What is it about the EU debate that attracts so many idiots into comment sections?
Ask yourself how would an idiot know when he's come across other idiots !
Few are that interested in the internal workings of an institutionally corrupt, bureaucratic, undemocratic and financially failing still born entity that goes by the name of the European Union. It's time to give the British people that vote and let them decide their own future. What is it about the democratic process that Euro-fascists find so terrifying?
I must say Douglas Alexander lost me when he got to the "tackling climate change" bit, my mind just went off, starting thinking about what i was going to have for dinner tonight.
Wow, that has sealed it, I'm now converted. Let me know when you hit the bottom, with this new revelation of the never ending joys of the E.U you must be close! Doh
Think about all those poor fish and not the barrel !
So forty years of the Common Market/EEC/EU and at last they have forced a reduction in 'roaming charges' on mobile phones.
The excitement and anticipation that precedes my deliberation as to whether it is now worthwhile me buying such a device can only be imagined.
Any chance of them getting to grips with democracy and an end to corruption, or will I have to wait until 2052 before they get around to it?
I can only presume this absolute rubbish was written by Jack's boy?
Why doesn't he try and get a proper job?
LOL
so 'they' (typical euroscared gloss) should get to grips with democracy and corruption, eh? bit rich isn't it, coming from, I presume, a Brit, a citizen of one of the least democratic member states, and one that is a spectacular success at profiting from corruption.... just about seething in it, and ready to "veto" EU moves against improvement!

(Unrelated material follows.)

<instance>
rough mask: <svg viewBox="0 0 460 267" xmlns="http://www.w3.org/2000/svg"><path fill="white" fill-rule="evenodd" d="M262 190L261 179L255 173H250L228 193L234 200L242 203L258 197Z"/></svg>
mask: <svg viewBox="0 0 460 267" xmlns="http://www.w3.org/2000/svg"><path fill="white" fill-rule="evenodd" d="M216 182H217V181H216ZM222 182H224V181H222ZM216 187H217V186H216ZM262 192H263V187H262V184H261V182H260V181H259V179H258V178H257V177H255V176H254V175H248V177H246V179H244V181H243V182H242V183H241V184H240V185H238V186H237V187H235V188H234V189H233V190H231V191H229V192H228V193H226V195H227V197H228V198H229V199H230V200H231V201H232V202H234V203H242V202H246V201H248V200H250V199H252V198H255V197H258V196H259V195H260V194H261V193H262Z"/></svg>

so you seem to be for 'out'
oh bravo! an excellent point well made. Not in any way vague or lacking in hard facts.........psssst, that was sarcasm willoyen
Bí ' do thost.
Fifth column scum alert !
The sound of a barrel being scraped.
Wonderful, Mr Straw, that's a fantastic reason for all the nations of Europe to go down the plughole and financial ruin, your mobile phone calls will be cheaper. Go and peedle such nonsense on your Left Foot Forward!